Verkhovna Rada Commissioner for Human Rights Liudmyla Denisova on March 24, 2022 accused Russia of forcibly displacing, that is deporting, hundreds of thousands of Ukainians and funneling them to “filtration camps” in Russia before re-settling them east of the Urals. Sound familiar? It should.
Even worse, foreign media are reiterating Moscow’s justification for committing this war crime without pointing out to their readers that what the Kremlin says is complete bullshit.
c/o Nebi and Cara at Associated Press:
Since at least 2015, I have unsuccessfully argued that using terms like rebels, separatists, breakaway regions and insurrection to describe Russia’s invasion of Ukraine serves no purpose of diplomacy or journalistic balance. It is a failure to serve the public interest. Russia’s war against Ukraine should be described as what it is: an armed conflict instigated and sustained by Russia’s armed intervention.
To imply that there has been any acts of self-determination by shell-shocked refugees from Mariupol, Chernihiv, Kharkiv, Sumy, Berdiansk or from any besieged city of Ukraine to seek refuge in Russia contradicts the highest available organized expressions of international law.
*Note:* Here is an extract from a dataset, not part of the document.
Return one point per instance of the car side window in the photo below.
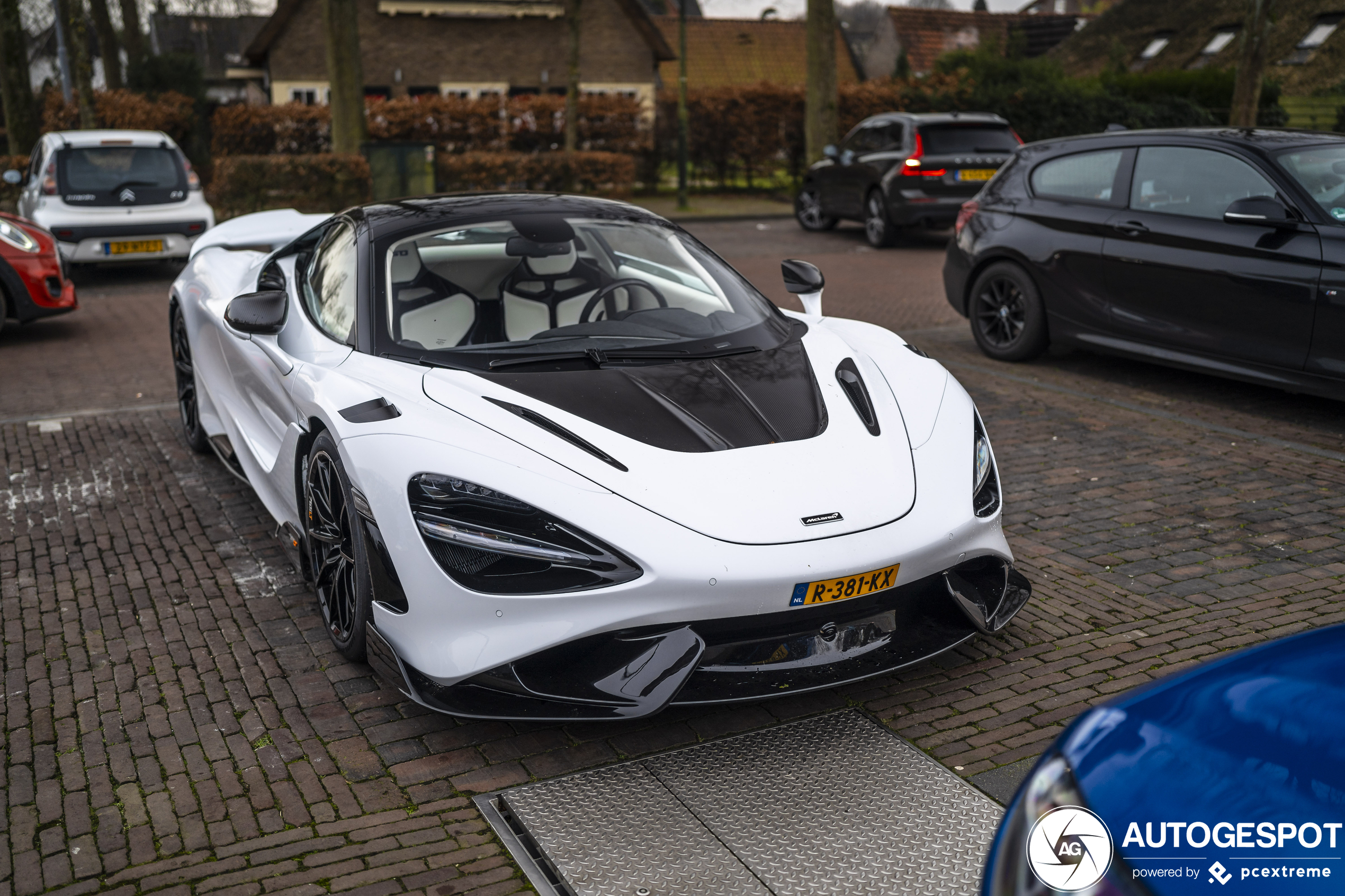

If editors, journalists, politicians and pundits decide to regurgitate Kremlin talking points, then, at least, they should explain why.
So, don’t be like Nebi and Cara and their editors.
In other news, Timothy Snyder wrote an op-ed for the Washington Post worth reading.
And London-based practicing philosopher Vladimir Pastukhov yesterday shared his thoughts about the catastrophe on YouTube. Leonid, meanwhile, is taking a breather from the mess, but promised to talk about it again in a couple of weeks.
Last item: Andy. Kramer’s beat these daze is the counteroffensive around Kyiv: wanna-be Det-A, DEVGRU guys wandering around the capital’s northwestern suburbs blowing stuff up, making 30-second videos and posting them to the Internet.
My advice is to ignore Andy. Time better spent digesting Violetta’s Battle for Moshchun (Krynytsia) reportage. This is the very same village where I lost my silver-framed custom-made NYC eyeglasses in a deep swimming hole during the very hot summer of 1991. I woke up the next morning under a tree in Kyiv.